Para nuestra primera excursión a Ámsterdam, mi esposa y yo vinimos armados con una guía escrita hace casi 20 años por mi colega, el columnista de FT Weekend, Simon Kuper, quien creció en los Países Bajos. Rebosante de afecto, animado por su habitual conocimiento mordaz. Destilé sus pensamientos de la siguiente forma: 1) “Los holandeses hacen arte”; 2) “Siéntate en un café y lee un periódico, y luego haces lo mismo al día siguiente” (Simon originalmente escribió que “casi nadie trabaja en Ámsterdam y las tres personas que lo hacen son de medio tiempo”, pero dice que ahora eso es mucho menos cierto.) 3) “La Casa de Ana Frank está siempre llena, pero es muy conmovedora”.
Nuestro hotel, el Dylan estaba perfectamente ubicado para estas tres actividades. Apenas nos habíamos registrado antes de que el conserje nos entregara las entradas para el Rijksmuseum. Un recorrido de 15 minutos por las callejuelas y nos quedamos absortos ante “The Night Watch” (La Ronda de Noche). ¿Fuimos increíblemente afortunados? Allí estábamos en presencia de la colección más grande de obras de Rembrandt y Vermeer, sin embargo, parecíamos estar solos. Aturdidos, nos dirigimos al Dylan para cenar. Vinkeles, el restaurante con estrellas Michelin del hotel, estaba atestado. En su lugar, nos decidimos por el restaurante-bar y lo disfrutamos.
A la mañana siguiente retomamos nuestros pasos hacia el Rijksmuseum antes de dirigirnos al Museo Van Gogh. Una vez más, ¿dónde estaban todos? Una voz útil en la guía de audio nos instó a no permanecer mucho tiempo en la versión residente de “Los Girasoles” (Van Gogh pintó cinco). No era necesario, podríamos quedarnos y saborearlo todo el tiempo que quisiéramos, pasmados de nuevo, no solo por su brillantez, sino por su productividad absoluta, antes de dirigirnos a una peregrinación de la Segunda Guerra Mundial, que termina en el barrio judío.
La primera parada fue el museo de la resistencia holandesa. Es una exposición que refleja la torpeza de la historia. Más conmovedor por mucho fue el sencillo memorial de Auschwitz en un pequeño parque. No hay fanfarria. Su escultura de espejos rotos está justo debajo de un triste memorial cívico.
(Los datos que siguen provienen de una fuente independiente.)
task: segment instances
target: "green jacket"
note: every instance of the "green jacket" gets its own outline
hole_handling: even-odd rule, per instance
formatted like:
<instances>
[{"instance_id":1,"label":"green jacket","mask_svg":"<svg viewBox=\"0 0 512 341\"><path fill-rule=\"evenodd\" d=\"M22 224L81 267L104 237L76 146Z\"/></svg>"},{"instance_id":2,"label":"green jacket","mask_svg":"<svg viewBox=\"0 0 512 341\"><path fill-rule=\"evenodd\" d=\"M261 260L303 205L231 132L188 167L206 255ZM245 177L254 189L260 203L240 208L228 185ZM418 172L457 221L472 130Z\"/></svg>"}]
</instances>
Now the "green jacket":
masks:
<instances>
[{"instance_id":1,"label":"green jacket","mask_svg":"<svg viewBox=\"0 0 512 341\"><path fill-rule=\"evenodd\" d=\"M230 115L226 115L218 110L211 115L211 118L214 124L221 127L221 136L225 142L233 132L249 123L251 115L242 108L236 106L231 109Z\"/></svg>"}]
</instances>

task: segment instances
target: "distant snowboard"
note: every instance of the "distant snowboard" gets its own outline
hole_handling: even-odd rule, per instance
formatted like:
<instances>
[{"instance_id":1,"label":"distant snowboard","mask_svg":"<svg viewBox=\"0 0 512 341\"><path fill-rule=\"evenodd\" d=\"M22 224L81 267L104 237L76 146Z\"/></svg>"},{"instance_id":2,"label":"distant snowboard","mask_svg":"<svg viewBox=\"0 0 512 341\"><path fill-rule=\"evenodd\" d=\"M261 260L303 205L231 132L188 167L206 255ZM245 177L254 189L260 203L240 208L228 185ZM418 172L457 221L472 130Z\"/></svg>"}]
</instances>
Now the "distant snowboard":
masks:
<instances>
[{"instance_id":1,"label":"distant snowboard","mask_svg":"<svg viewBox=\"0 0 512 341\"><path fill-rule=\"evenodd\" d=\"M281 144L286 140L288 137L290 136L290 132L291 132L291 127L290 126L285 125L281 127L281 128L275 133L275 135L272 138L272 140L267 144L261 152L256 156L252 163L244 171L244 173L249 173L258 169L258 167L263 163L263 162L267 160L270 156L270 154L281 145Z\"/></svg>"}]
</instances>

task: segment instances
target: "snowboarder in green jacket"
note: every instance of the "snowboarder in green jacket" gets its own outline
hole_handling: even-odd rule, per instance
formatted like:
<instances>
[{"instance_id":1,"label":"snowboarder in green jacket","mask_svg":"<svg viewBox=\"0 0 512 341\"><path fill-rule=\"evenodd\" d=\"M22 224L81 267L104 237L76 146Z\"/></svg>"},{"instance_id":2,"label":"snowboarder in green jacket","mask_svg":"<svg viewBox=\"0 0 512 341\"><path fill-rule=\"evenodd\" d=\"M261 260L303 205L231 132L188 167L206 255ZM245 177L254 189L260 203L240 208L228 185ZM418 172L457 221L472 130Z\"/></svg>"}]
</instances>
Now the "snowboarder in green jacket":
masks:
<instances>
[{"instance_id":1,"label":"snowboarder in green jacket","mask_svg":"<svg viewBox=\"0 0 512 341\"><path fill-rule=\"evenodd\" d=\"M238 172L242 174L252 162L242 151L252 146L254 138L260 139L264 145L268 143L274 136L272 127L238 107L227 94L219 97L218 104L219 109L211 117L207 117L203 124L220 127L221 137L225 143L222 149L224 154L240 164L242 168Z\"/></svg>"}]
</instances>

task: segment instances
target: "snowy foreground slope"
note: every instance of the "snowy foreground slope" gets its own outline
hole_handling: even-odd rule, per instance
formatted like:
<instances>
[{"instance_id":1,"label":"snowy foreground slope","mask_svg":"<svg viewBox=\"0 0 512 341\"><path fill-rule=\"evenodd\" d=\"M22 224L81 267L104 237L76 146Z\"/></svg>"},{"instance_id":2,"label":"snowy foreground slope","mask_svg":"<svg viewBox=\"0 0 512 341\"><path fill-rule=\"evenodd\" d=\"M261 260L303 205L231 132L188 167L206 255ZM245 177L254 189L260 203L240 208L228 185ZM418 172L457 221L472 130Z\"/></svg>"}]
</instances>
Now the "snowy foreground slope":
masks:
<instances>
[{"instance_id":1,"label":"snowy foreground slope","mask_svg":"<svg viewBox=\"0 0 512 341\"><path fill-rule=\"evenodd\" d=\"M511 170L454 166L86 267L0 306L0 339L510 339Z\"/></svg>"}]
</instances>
El segundo día terminó con una visita a la casa alta y discreta donde Ana Frank, sus padres, su hermana y otras dos familias se escondieron más de dos años. Por el peso de la historia en un espacio confinado, solo me recordó cuando visité la isla Robben a principios de la década de 1990 con expresos del apartheid. Tan implacablemente conmovedora es la historia que muchos de nuestro grupo estaban llorando.
Saturados por nuestra inmersión en dos líneas determinantes de los últimos siglos de Europa –el arte y la guerra– nos dirigimos a un bar con vistas a un canal y nos sentamos a beber. En nuestra última mañana seguimos los consejos de Simon y pasamos tiempo en la cafetería del hotel leyendo antes de un paseo final por los canales. Los tranvías rodaban a través de la niebla. Ciclistas zigzageaban entre los peatones. Ninguno llevaba casco. Era una visión del transporte del futuro. Inspirados, retomamos nuestra caminata original para tomar el tren a casa. Más tarde supe que la estación la diseñó el arquitecto del Rijksmuseum. Una vez más, la discreta esencia de Ámsterdam.